China to crack down on mining of cryptocurrencies
China will crack down on bitcoin mining, according to an announcement by the government‘s cabinet three days after regulators reiterated their ban of digital tokens in financial transactions, delivering a one-two punch that may further weigh on the cryptocurrency industry after triggering last week’s global sell-off.
The government will “crack down on bitcoin mining and trading behaviour, and resolutely prevent the transfer of individual risks to the society”, according to a statement by the State Council’s Financial Stability and Development Committee chaired by Vice-Premier Liu He, the Chinese president‘s top representative on economic and financial matters. China is the world‘s largest cryptocurrency mining location, accounting for 65 per cent of the bitcoin hash rate, a unit of measure for the processing power used by the bitcoin network to verify transactions and mine new tokens of the cryptocurrency, according to estimates by Cambridge Bitcoin Electricity Consumption Index.

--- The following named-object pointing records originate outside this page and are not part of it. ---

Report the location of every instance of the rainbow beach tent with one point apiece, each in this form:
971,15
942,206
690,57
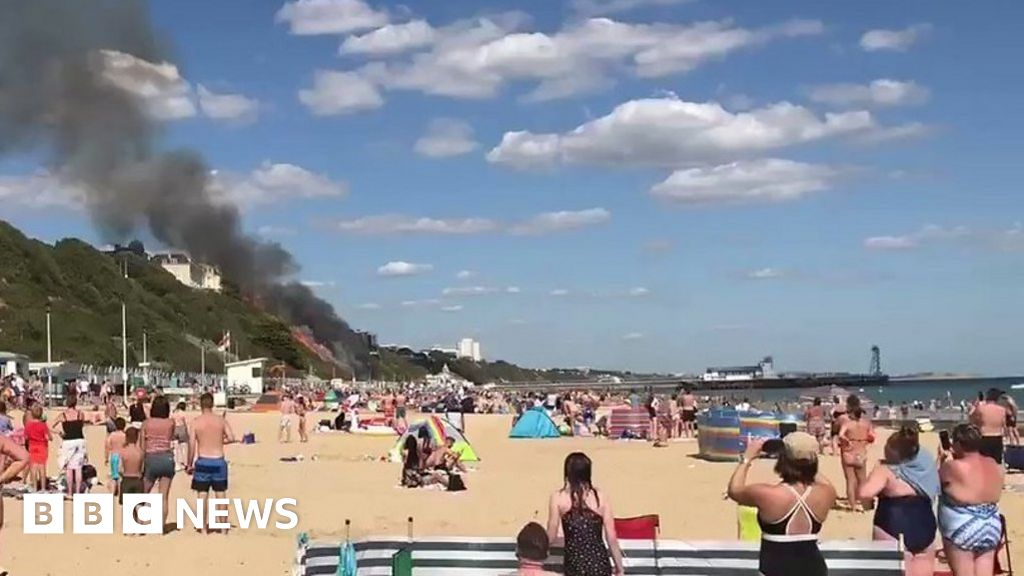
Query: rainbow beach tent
535,423
439,429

The government, which has banned financial transactions of bitcoin and other tokens since 2019, had turned a blind eye towards the cryptocurrency mining farms in Inner Mongolia, Sichuan, Xinjiang and other mainland locations until now. “The wording of the statement did not leave much leeway for cryptocurrency mining,” said Li Yi, chief research fellow at the Shanghai Academy of Social Sciences.
The latest statement, however, still stopped short of an outright ban on cryptocurrency mining. It also did not elaborate on the measures involved or scale of this crackdown.
“We should expect the relevant departments, including law enforcement, to come up with detailed measures to ban bitcoin mining in the near future,” Li said.
Bitcoin prices fell as much as 20 per cent to US$33,550 overnight after the committee’s statement on Friday, before modestly climbing back up to US$37,481.
The price volatility of cryptocurrencies was recently exacerbated by comments from billionaire entrepreneur Elon Musk, chief executive of electric car giant Tesla. The latest initiative against bitcoin mining has come after three Chinese state-backed financial associations jointly issued a warning about the risks stemming from volatile cryptocurrencies earlier this week. Some miners, however, appeared confident that Beijing’s bark is louder than its bite, as cryptocurrencies were still being sold in the country as of Thursday.